IMF: Dubai rides out shocks of oil slump

Dubai, the emirate that teetered on the brink of default during the global recession, is bucking the economic slowdown afflicting most of its oil-rich Gulf neighbours, according to the IMF.

IMF: Dubai rides out shocks of oil slump

While economic expansion in the Middle East’s financial and transport hub is set to moderate to 3.3% this year, domestic investments — boosted by preparations for hosting the Expo 2020 international trade fair — will drive a “rapid acceleration” to more than 5% by 2020, said Zeine Zeidane, the fund’s mission chief to the United Arab Emirates.

That contrasts with the outlook for Dubai’s oil-reliant neighbors, who have slashed spending in response to the decline in crude prices.

Abu Dhabi, the richest of the UAE’s seven sheikdoms, may be tightening its belt too fast: The IMF expects its economic growth to slow to 1.5% this year from 4.3% in 2015.

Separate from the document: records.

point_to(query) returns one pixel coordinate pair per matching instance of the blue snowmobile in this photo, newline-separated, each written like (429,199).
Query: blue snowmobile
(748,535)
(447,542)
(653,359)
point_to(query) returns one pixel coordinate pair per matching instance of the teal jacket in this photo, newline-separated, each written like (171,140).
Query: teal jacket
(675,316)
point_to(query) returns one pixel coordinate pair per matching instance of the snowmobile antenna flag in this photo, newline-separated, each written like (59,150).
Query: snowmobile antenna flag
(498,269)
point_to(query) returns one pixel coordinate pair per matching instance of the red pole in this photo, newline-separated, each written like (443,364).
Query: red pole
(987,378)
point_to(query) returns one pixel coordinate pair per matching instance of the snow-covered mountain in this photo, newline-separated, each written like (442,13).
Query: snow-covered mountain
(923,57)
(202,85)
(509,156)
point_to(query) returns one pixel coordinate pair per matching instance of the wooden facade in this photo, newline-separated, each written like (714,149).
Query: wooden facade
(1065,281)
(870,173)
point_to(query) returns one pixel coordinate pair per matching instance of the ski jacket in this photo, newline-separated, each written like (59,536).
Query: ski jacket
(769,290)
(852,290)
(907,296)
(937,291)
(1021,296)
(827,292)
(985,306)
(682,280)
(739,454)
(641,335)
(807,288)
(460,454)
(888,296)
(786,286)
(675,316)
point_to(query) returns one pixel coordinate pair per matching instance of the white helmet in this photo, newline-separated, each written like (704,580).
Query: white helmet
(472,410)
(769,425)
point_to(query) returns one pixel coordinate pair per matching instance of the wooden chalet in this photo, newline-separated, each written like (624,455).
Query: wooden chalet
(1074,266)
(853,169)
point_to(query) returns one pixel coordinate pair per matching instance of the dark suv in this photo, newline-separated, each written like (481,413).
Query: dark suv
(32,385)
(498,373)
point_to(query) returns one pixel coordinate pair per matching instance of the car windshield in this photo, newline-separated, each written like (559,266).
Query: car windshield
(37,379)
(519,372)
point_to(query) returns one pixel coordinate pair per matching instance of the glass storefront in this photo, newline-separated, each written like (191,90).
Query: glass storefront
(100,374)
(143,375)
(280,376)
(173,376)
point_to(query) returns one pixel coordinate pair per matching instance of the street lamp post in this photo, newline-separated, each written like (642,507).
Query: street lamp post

Dubai, home to the world’s tallest skyscraper, borrowed tens of billions of dollars to build an economy reliant on trade, transport, finance and construction, attracting global banks such as Goldman Sachs with the allure of tax-free business parks.

After a spell of breakneck growth, the edifice threatened to come crashing down when the global financial crisis pushed the real estate market into a slump and took Dubai to the brink of default.

Authorities have since tightened regulations and repaired the emirate’s public finances.

Dubai’s “diversified economy” is helping it to overcome the negative impact of lower oil prices felt by other regional exporters, Mr Zeidane said.

Its safe-haven status in a region “ridden by conflict”, a weaker dollar, and the strong performance of trading partners such as India are also supporting the economy, he said.

However, the IMF comments come amid concern over Dubai’s property market, with home prices expected to fall by 10% this year because of the spillover from lower oil prices, according to S&P Global Ratings.

A slowdown in the hiring and expansion of companies is also putting pressure on the market, the ratings firm said in a report last month.

Mr Zeidane said the decline was a “welcome correction”, adding that prices are still higher than at the end of 2013.

“I don’t see anything worrisome in terms of macroeconomic and financial stability,” he said.

The IMF expects the UAE’s economy to expand 2.3% this year.

The subdued pace is largely due to the projected slowdown in the capital, Abu Dhabi, home to 6% of global oil reserves and the world’s second-largest sovereign wealth fund.

“Abu Dhabi has delivered strongly on fiscal consolidation in 2015,” Mr Zeidane said.

However, the emirate and the UAE as a whole “have large fiscal buffers that provide them with policy space to adjust to new market conditions, and they should use the fiscal space they have”.